Höxter (red). Am diesjährigen UNESCO-Welterbetag wurde die ehemalige Reichsabtei Corvey einmal mehr zum lebendigen Geschichtsort. Rund 80 interessierte Gäste folgten der Einladung der Kirchengemeinde St. Stephanus und Vitus, die sich mit zwei Sonderführungen am bundesweiten Aktionstag beteiligte. Im Mittelpunkt stand das karolingische Westwerk mit seinen farbigen Geheimnissen und das barocke Erbe der Abteikirche.
Die Führungen übernahm Standortleiterin Annika Pröbe, die die Teilnehmenden mit fundiertem Wissen, klarer Sprache und sichtbarer Begeisterung durch das UNESCO-Welterbe führte. Ihr Ziel: Geschichte nicht nur erklären, sondern erlebbar machen – mit großem Erfolg.
Ein Blick hinter die Kulissen
Mit gezieltem Scheinwerferlicht konnten die Gäste Wandmalereifragmente im Westwerk genauer betrachten und mehr über die ursprüngliche Farbgestaltung der Säulen-Kapitelle erfahren. Die Farbreste am Westportal – rot und grün – sind rund 1200 Jahre alt und stammen aus der Erbauungszeit des Westwerks um 885. Sie belegen, wie kunstvoll das Eingangsportal damals farblich inszeniert wurde.
Doch nicht nur sichtbare Überreste fesselten die Besucherinnen und Besucher: Auch der wissenschaftliche Blick auf das Unsichtbare faszinierte. So erläuterte Annika Pröbe das laufende Forschungsprojekt mit dem Landschaftsverband Westfalen-Lippe, dem NRW-Ministerium und dem Erzbistum Paderborn zur Klimastabilisierung im Westwerk. Luftentfeuchter im Erdgeschoss und Johanneschor sind erste Maßnahmen zur Bewahrung des jahrhundertealten Erbes.

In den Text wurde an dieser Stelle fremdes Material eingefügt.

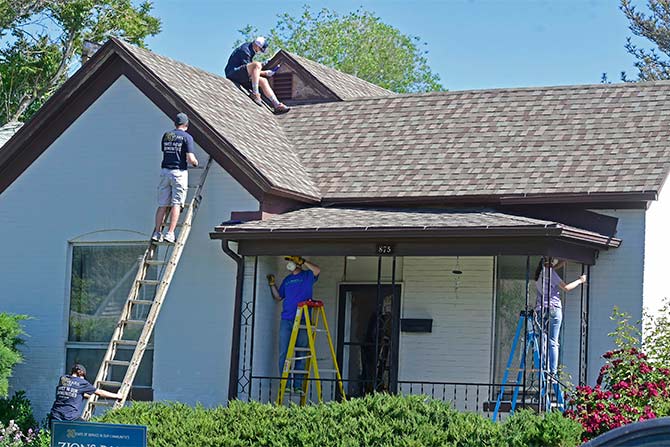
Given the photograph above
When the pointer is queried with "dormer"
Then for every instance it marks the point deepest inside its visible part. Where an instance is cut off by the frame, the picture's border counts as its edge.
(302, 81)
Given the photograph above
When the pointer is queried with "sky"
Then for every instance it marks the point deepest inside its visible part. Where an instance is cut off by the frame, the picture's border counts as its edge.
(472, 44)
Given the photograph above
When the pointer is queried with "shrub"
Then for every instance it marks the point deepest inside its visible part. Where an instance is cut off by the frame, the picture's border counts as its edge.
(18, 410)
(526, 428)
(377, 420)
(631, 386)
(10, 339)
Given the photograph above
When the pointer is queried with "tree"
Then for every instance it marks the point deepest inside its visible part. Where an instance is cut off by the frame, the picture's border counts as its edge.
(40, 42)
(655, 26)
(358, 43)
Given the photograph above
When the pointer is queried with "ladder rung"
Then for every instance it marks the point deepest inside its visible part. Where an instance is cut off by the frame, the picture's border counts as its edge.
(314, 329)
(134, 321)
(102, 403)
(126, 342)
(148, 282)
(118, 363)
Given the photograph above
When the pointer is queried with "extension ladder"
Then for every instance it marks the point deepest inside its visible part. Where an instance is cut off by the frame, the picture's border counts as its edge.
(533, 336)
(308, 353)
(134, 310)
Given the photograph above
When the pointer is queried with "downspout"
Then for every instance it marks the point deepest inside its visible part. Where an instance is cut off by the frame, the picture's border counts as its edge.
(235, 349)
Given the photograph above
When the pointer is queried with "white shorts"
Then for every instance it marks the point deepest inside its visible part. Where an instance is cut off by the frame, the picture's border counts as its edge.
(173, 187)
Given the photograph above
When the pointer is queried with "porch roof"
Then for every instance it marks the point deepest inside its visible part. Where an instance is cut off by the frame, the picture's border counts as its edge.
(412, 231)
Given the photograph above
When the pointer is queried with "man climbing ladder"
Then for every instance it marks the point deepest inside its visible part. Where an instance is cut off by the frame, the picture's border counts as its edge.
(138, 310)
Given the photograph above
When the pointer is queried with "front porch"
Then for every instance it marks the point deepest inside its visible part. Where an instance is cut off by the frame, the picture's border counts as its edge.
(444, 309)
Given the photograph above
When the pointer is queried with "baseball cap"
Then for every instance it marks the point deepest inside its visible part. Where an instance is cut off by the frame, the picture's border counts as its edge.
(181, 119)
(262, 43)
(79, 367)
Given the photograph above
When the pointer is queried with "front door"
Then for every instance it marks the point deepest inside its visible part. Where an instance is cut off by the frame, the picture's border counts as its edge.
(366, 348)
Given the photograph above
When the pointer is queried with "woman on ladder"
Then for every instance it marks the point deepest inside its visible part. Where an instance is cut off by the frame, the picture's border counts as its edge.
(549, 285)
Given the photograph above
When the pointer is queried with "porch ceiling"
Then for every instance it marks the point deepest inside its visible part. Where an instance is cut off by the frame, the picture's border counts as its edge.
(412, 232)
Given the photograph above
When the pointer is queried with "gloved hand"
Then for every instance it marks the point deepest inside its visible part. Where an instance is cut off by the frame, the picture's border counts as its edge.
(271, 72)
(297, 259)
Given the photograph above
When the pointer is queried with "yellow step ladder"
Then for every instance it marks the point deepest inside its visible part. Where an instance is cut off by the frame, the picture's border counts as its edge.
(311, 370)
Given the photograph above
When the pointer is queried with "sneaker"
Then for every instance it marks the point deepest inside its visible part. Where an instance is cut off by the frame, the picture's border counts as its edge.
(256, 97)
(281, 108)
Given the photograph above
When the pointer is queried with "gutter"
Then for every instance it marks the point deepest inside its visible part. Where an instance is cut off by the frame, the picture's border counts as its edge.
(235, 349)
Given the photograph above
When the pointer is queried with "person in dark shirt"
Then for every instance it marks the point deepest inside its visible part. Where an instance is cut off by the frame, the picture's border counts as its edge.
(177, 146)
(71, 391)
(242, 69)
(296, 287)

Geheimnisse auf der Empore
In der Emporenkirche präsentierte Pröbe u. a. die berühmte Odysseus-Szene unter der Westempore, deren christliche Umdeutung durch die Mönche ebenso Thema war wie die freigelegten Vorzeichnungen für Stuckfiguren. Diese Entdeckungen verdeutlichen die hohe künstlerische Qualität, die Corvey im 9. Jahrhundert als reichsunmittelbares Kloster ausstrahlte.
Zeitreise in den Barock
Den Abschluss bildete der Gang in die barocke Abteikirche, deren Chorraum für diese Führungen ausnahmsweise geöffnet wurde. Auch wenn dieser Teil des Kirchengebäudes nicht zum offiziellen Welterbe gehört, beeindruckte er durch seine architektonische Tiefe und seine spirituelle Ausstrahlung.
Viele Besucherinnen und Besucher äußerten sich nach dem Rundgang bewegt: „Man lernt selbst dann noch Neues, wenn man schon oft in Corvey war“, so eine Teilnehmerin. Genau das ist Annika Pröbes Ziel – aus Besucherinnen und Besuchern sollen Botschafter des Welterbes werden.